Ni supersticiones ni leches, me dije muy ufano el final del año pasado. Se acabaron las tonterías de los buenos deseos, las lentejas, los anillos en las copas de champán, engullir doce uvas asquerosas a toda prisa, la ropa interior roja, colgar las chorradas de rigor. No es que yo odie la Navidad: es que odio el fin de año, así que decidí actuar en consecuencia. Un nuevo Scrooge para el año que entra, yo.
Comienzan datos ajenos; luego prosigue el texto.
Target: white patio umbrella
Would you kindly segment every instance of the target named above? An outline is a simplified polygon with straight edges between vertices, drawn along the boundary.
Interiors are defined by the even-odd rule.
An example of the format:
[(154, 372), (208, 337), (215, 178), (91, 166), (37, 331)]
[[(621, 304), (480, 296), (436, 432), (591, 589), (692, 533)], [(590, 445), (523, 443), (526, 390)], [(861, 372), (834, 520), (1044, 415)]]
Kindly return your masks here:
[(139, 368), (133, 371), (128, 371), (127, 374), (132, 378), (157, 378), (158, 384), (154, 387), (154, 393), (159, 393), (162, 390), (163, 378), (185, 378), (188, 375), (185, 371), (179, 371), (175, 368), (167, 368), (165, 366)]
Así (y tengan en cuenta que además la semana pasada estuve chungo de salud, la factura de los primeros excesos que han impedido que se produzcan excesos nuevos), ni champán, ni uvas, ni ropa interior de colores (que esa no me pongo nunca, por cierto), ni buenos deseos colgando del árbol. Nasti de plasti. Se acabaron las supersticiones. Seamos chicos racionales. Hoy es igual que ayer. Mañana igual que pasado mañana.
De esta forma, empecé el primero de año como lo empiezo siempre: en coche, viajando solito del Puerto a mi casa, donde me espera siempre el ordenador y un par de horitas tranquilo donde escribo o traduzco y, a veces, le echo un vistazo a esta bitácora. Justo cuando estoy entrando en la calle perpendicular a mi casa, diez y media de la mañana, un gato negro hace amago de cruzarse en el camino de mi coche (recién salido del taller, oigan, la semana pasada).
Y en parte porque soy un chico bueno y en parte porque era un gato negro me desvío con el coche hacia la izquierda, para que el gato no me intersecte el camino y para no despanchurrarlo en la acera. Pongamos un fifty fifty entre no querer asesinar al bicho y no querer tampoco tentar a la suerte.
Día uno normal, el coñazo de rigor porque está todo cerrado, regreso al Puerto, se me llevan los demonios por la improbable e insoportable adaptación de Los Tres Mosqueteros con Jack Bauer, la niñera loca y Robin que pasaron ayer en Cuatro, y a eso de las seis y pico, vuelta a casa.
Y justo cuando estoy entrando en la calle perpendicular a mi casa, seis y media de la tarde, el coche hace clic clad prrrrrtttrrrrr y me deja tirado, a mí y a los míos, dejando un reguero de líquido. Kaputt. Finito. Morto in acto. Menos mal que nos abandona a una calle de distancia de casa y no en plena carretera. Tiempo de soltar los bártulos, de llamar a ADA, de esperar una grúa, porque el coche no arranca ni con rogativas.
El reguero de líquido, curiosamente, se ha producido justo en el sitio donde unas cuantas horas antes se me cruzó el gato de marras, y la huella que deja en el asfalto es justo-justo el trayecto complementsario al que tracé para esquivar al bicho, reflejado en un espejo, el camino que tendría que haber seguido por la mañana.
Para que luego digan. Una gracia. Ya me han dicho hace un rato que la avería es de las caras.
Anoche, el ordenador no me encendía. Esta mañana, el viento ha acogotado mi último paraguas.
¿Quedarán uvas de la suerte en alguna parte?